The present study revealed a significant difference in the fine-scale spatial distributions in fish density between the two snapper species. Although the reasons why the two species showed species-specific spatial variations within the spawning ground remain unknown, this might be related with preference to a particular environmental condition or mating behavior.

Size and age frequency of fish aggregation

The present study showed that the maximum fork length of fish individuals at the spawning ground was 304 mm and 295.5 mm for L. decussatus and L. fulviflamma, respectively. In contrast, previous studies revealed that maximum fork length was 316.5 mm and 347.0 mm for Lutjanus decussatus and L. fulviflamma, respectively (Shimose & Nanami, 2015; Nanami, 2021). Since average fork length of fish individuals at the spawning ground was less than 250 mm for both species, most of the fish individuals forming the spawning aggregations were relatively small sized individuals.

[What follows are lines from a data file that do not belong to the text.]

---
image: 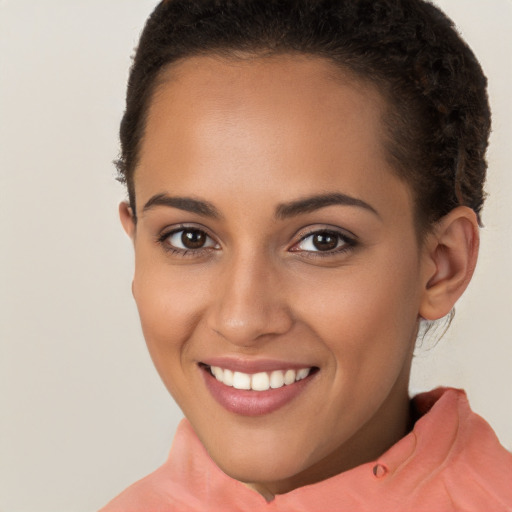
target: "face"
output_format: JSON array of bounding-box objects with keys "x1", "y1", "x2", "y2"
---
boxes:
[{"x1": 122, "y1": 56, "x2": 432, "y2": 493}]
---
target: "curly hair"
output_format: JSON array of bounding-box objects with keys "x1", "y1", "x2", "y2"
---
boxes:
[{"x1": 117, "y1": 0, "x2": 491, "y2": 227}]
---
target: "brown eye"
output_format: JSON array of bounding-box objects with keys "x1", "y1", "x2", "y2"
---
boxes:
[
  {"x1": 160, "y1": 228, "x2": 218, "y2": 251},
  {"x1": 292, "y1": 230, "x2": 356, "y2": 253},
  {"x1": 181, "y1": 229, "x2": 207, "y2": 249}
]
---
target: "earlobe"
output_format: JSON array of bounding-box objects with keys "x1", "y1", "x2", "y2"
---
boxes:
[
  {"x1": 119, "y1": 201, "x2": 135, "y2": 240},
  {"x1": 419, "y1": 206, "x2": 479, "y2": 320}
]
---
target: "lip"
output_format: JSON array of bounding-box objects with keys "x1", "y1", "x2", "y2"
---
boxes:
[
  {"x1": 198, "y1": 363, "x2": 316, "y2": 417},
  {"x1": 201, "y1": 357, "x2": 314, "y2": 373}
]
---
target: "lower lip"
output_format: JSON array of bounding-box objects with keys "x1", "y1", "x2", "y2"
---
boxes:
[{"x1": 201, "y1": 368, "x2": 313, "y2": 416}]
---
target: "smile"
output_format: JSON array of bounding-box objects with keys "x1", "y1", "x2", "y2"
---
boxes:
[
  {"x1": 210, "y1": 366, "x2": 313, "y2": 391},
  {"x1": 199, "y1": 361, "x2": 319, "y2": 416}
]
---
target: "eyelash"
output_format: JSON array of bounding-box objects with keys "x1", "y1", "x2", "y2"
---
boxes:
[
  {"x1": 290, "y1": 228, "x2": 358, "y2": 258},
  {"x1": 157, "y1": 226, "x2": 218, "y2": 258},
  {"x1": 157, "y1": 225, "x2": 358, "y2": 258}
]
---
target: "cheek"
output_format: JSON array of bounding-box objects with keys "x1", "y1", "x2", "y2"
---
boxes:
[
  {"x1": 294, "y1": 247, "x2": 420, "y2": 380},
  {"x1": 133, "y1": 254, "x2": 209, "y2": 386}
]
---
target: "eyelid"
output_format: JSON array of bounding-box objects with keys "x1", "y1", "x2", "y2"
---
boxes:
[
  {"x1": 156, "y1": 223, "x2": 220, "y2": 254},
  {"x1": 288, "y1": 225, "x2": 358, "y2": 256}
]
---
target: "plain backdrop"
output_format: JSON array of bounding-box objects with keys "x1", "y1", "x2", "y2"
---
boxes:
[{"x1": 0, "y1": 0, "x2": 512, "y2": 512}]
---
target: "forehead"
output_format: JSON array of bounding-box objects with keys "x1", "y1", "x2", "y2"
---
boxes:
[{"x1": 135, "y1": 55, "x2": 412, "y2": 220}]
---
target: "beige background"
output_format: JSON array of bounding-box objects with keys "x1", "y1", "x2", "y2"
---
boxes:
[{"x1": 0, "y1": 0, "x2": 512, "y2": 512}]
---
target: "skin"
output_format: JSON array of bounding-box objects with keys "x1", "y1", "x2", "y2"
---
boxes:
[{"x1": 120, "y1": 55, "x2": 478, "y2": 500}]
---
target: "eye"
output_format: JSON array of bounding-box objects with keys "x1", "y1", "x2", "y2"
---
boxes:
[
  {"x1": 292, "y1": 230, "x2": 355, "y2": 253},
  {"x1": 160, "y1": 228, "x2": 218, "y2": 253}
]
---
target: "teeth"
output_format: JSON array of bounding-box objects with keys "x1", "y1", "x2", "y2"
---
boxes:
[
  {"x1": 270, "y1": 370, "x2": 284, "y2": 389},
  {"x1": 233, "y1": 372, "x2": 251, "y2": 389},
  {"x1": 210, "y1": 366, "x2": 311, "y2": 391},
  {"x1": 251, "y1": 372, "x2": 270, "y2": 391}
]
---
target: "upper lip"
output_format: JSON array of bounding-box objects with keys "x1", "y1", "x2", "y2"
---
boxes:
[{"x1": 201, "y1": 356, "x2": 313, "y2": 373}]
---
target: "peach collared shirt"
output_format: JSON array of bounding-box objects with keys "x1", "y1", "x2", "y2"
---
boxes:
[{"x1": 100, "y1": 388, "x2": 512, "y2": 512}]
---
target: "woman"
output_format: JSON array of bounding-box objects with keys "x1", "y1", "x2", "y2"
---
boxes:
[{"x1": 103, "y1": 0, "x2": 512, "y2": 512}]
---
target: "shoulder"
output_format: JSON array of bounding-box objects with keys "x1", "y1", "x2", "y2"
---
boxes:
[{"x1": 414, "y1": 389, "x2": 512, "y2": 511}]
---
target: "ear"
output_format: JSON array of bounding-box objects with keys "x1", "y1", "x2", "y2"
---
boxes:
[
  {"x1": 119, "y1": 201, "x2": 135, "y2": 241},
  {"x1": 419, "y1": 206, "x2": 480, "y2": 320}
]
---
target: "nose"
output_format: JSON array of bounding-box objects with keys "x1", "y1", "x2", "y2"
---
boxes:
[{"x1": 208, "y1": 251, "x2": 293, "y2": 347}]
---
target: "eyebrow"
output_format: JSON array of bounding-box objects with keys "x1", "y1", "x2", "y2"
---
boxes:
[
  {"x1": 275, "y1": 193, "x2": 380, "y2": 219},
  {"x1": 142, "y1": 194, "x2": 222, "y2": 219},
  {"x1": 142, "y1": 193, "x2": 380, "y2": 220}
]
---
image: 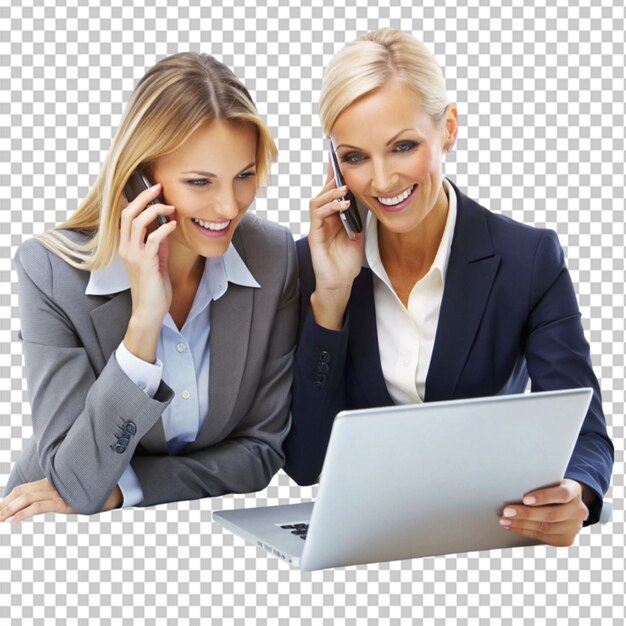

A similar trend was also found for age frequency. Maximum age was respectively 24 and 23 for Lutjanus decussatus and L. fulviflamma (Shimose & Nanami, 2015; Nanami, 2021), whereas maximum age of fish individuals at the spawning ground was respectively 21 and 17 for L. decussatus and L. fulviflamma. Since average age of fish individuals at the spawning ground was less than 10 for both species, most of the fish individuals that form the spawning aggregations were relatively young individuals.